Employment Situation


The September employment report was among the strongest this cycle. Private payroll employment rose 137,000 and despite the 34,000 drop in government employment total
payroll employment rose 103,000. Moreover, the household survey showed a gain of 398,000.
Even so, by historic norms employment continues to be weak. But compared to the other jobless recoveries this cycle continues to show growth somewhere between the 1990s and 2000s cycles.

Because the household survey tends to lead the payroll numbers the large gains in the household survey was encouraging.

Wage growth continues to show weak gains.

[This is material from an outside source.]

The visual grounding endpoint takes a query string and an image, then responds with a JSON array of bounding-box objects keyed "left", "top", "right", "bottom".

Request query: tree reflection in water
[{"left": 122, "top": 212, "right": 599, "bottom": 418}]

I have a wage equations that I’ve used for may years and it is no longer calling for falling wage. Earnings did not fall as the equation suggested immediately after the recession. Because of sticky wages I was not surprised by this . But now I expect wage growth to remain weak to offset the period when average hourly earnings were stronger than the wage equation called for. The equation makes wages gains a function of the unemployment rate, capacity utilization and inflation expectations using the three year trailing CPI as a measure of inflation expectations.

The average work week lengthened and together with the weak wage gains average weekly earnings rose 0.6%, one of the largest gains this cycle. I had been particularly worried about the lack of income growth and saw it as a major threat to economic growth. As of last month real weekly earnings were down some 2.27% over the past years. With weak oil prices real weekly wages should show a nice gain in September.